LLM Evaluation Beyond Vibes: Building an Eval Harness for Production
Agentic AI
'It feels right' is the most common evaluation method we audit. Sometimes that's enough. Often it isn't, and the failure shows up six weeks later when behavior drifts. Real evaluation is a test harness — automated, regression-safe, runs on every prompt change.
By Arjun Raghavan, Security & Systems Lead, BIPI · June 12, 2025 · 8 min read
'It feels right' is the most common LLM evaluation method we encounter when auditing AI systems. The team writes a prompt, tests three or four queries by hand, declares the system works, ships it. Sometimes that is enough. Often it is not, and the failure mode shows up six weeks later when the model provider quietly updates the underlying weights, or someone tweaks the prompt for an unrelated reason and an entire class of queries silently breaks.
Real evaluation is a test harness. Automated, regression-safe, runs on every prompt change. Here is the shape we deploy on production AI systems.
Why human evaluation does not scale
Humans are expensive, slow, and inconsistent. A typical prompt-engineering iteration touches the system twice an hour. If each touch needs three humans to manually grade fifty test cases, you have hired a lab. Most teams have not.
Worse, the things humans grade well (factual accuracy, tone, completeness) are also the things that drift slowly. By the time a human evaluator notices that quality has degraded, you are weeks behind the regression that caused it.
The four evaluation tiers
We layer evaluation in four tiers from cheap to expensive.
- Deterministic checks.
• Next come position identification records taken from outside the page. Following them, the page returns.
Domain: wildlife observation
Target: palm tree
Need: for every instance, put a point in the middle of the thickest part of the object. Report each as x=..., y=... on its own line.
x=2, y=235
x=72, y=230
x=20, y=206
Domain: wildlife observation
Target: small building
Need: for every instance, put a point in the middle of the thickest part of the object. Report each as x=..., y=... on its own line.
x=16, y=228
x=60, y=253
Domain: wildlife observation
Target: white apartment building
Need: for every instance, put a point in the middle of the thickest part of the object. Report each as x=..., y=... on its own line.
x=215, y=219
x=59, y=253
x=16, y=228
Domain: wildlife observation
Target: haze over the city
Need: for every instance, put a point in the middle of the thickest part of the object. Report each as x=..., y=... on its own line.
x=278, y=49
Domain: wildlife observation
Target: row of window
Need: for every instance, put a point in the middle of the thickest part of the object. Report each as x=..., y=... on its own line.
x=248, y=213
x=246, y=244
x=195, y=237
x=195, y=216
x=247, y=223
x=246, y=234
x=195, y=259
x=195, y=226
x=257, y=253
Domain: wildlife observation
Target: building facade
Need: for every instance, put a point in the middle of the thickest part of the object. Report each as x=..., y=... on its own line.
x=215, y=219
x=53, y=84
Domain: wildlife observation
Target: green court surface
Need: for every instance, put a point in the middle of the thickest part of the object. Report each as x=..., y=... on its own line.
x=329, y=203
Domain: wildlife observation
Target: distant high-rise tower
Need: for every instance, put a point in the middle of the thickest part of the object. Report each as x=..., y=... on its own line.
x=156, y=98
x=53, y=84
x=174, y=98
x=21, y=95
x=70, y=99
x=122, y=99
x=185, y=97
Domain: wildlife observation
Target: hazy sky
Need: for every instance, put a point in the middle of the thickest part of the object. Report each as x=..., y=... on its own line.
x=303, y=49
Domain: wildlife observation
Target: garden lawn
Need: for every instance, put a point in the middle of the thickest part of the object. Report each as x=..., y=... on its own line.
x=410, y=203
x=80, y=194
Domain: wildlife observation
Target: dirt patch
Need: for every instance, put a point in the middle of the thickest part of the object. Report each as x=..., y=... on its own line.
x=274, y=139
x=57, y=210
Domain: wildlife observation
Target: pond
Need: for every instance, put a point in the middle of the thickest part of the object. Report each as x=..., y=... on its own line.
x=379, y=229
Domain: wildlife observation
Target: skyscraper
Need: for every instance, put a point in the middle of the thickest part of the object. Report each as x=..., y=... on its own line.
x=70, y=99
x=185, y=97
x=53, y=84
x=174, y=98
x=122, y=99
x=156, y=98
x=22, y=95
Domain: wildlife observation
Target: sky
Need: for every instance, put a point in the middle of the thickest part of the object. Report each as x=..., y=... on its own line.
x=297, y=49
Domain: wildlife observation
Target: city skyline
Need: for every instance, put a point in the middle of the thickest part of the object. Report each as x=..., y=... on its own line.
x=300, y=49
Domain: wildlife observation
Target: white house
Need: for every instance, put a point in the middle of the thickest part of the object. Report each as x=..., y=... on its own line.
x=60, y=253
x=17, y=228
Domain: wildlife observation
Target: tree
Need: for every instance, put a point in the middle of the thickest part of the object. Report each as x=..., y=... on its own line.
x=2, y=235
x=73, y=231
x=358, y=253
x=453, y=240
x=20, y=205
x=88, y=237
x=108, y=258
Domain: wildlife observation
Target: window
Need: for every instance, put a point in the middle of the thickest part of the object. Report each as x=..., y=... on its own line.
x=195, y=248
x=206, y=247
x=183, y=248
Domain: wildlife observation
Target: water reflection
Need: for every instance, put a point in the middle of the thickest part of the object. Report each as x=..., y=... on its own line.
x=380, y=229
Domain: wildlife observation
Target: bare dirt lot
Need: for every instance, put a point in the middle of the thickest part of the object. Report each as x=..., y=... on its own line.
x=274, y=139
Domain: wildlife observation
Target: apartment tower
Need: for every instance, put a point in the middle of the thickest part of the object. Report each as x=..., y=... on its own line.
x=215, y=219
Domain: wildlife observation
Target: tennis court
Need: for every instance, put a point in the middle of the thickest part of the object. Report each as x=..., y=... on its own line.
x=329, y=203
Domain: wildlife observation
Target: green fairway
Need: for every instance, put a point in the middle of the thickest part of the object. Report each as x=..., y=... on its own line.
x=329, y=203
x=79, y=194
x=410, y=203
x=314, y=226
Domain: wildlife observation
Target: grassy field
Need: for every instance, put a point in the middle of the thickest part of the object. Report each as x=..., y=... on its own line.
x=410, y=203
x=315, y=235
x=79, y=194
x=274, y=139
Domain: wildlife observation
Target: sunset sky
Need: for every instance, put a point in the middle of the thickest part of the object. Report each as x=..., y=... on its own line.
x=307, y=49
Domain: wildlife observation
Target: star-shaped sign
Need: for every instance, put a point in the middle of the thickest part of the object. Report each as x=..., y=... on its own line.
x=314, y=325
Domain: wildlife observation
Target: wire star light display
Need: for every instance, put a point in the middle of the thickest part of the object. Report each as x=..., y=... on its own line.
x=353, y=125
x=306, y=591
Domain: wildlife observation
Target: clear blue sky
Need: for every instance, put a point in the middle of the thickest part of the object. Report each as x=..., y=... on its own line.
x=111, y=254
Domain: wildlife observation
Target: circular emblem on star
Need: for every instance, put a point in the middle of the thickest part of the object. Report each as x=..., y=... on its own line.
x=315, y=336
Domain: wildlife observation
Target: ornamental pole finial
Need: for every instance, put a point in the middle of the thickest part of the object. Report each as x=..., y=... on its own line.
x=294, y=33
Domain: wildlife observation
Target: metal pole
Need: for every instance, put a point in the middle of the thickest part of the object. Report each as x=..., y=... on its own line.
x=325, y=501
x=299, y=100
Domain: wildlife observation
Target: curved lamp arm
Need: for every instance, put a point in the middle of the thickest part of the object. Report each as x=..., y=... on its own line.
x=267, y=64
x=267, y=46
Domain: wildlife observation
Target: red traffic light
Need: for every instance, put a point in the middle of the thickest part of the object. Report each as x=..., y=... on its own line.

The output must contain a specific JSON shape, must include a citation, must respond in under 800 tokens, must not contain a forbidden phrase. Pure string and structural matching. Runs in milliseconds. Catches the 60% of regressions that are 'the model stopped emitting valid JSON.'
- Embedding similarity. Compute the embedding of the model's output, compare against the embedding of a known-good answer. Above a threshold = pass. Catches 'the answer is semantically the same as before' regressions. Cheap.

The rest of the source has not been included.